Por su parte, el apartado 4, primer párrafo, del mencionado artículo 15, establece que la rectificación deberá realizarse mediante la emisión de una nueva factura en la que se haga constar los datos identificativos de la factura rectificada: Se podrá efectuar la rectificación de varias facturas en un único documento de rectificación, siempre que se identifiquen todas las facturas rectificadas.

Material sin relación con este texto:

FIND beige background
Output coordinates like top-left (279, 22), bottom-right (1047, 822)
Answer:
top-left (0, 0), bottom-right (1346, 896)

3.- El artículo 114, apartado uno, primer párrafo, de la Ley 37/1992 establece que los sujetos pasivos, cuando no haya mediado requerimiento previo, podrán rectificar las deducciones practicadas cuando el importe de las mismas se hubiese determinado incorrectamente o el importe de las cuotas soportadas haya sido objeto de rectificación de acuerdo con lo dispuesto en el artículo 89 de esta Ley.
Por su parte, el artículo 114, apartado dos, número 1º, de la Ley del Impuesto sobre el Valor Añadido dispone lo siguiente:
“Dos. La rectificación de deducciones originada por la previa rectificación del importe de las cuotas inicialmente soportadas se efectuará de la siguiente forma:
1º. Cuando la rectificación determine un incremento del importe de las cuotas inicialmente deducidas, podrá efectuarse en la declaración-liquidación correspondiente al período impositivo en que el sujeto pasivo reciba el documento justificativo del derecho a deducir en el que se rectifiquen las cuotas inicialmente repercutidas, o bien en las declaraciones-liquidaciones siguientes, siempre que no hubiesen transcurrido cuatro años desde el devengo de la operación o, en su caso, desde la fecha en que se hayan producido las circunstancias que determinan la modificación de la base imponible de la operación.
Sin perjuicio de lo anterior, en los supuestos en que la rectificación de las cuotas inicialmente soportadas hubiese estado motivado por causa distinta de las previstas en el artículo 80 de esta Ley, no podrá efectuarse la rectificación de la deducción de las mismas después de transcurrido un año desde la fecha de expedición del documento justificativo del derecho a deducir por el que se rectifican dichas cuotas.
(…) ”.
Con independencia de la actuación seguida por la entidad francesa al no considerarse sujeto pasivo de las operaciones efectuadas para la consultante, la rectificación de las cuotas no repercutidas en su momento por la sociedad francesa supone, para la consultante, en sentido estricto y con referencia al momento de practicarse la rectificación, un incremento de las cuotas inicialmente deducidas, cuyo importe fue cero, como consecuencia de la actuación de la citada sociedad, por no considerarse como sujeto pasivo de las operaciones efectuadas por la misma.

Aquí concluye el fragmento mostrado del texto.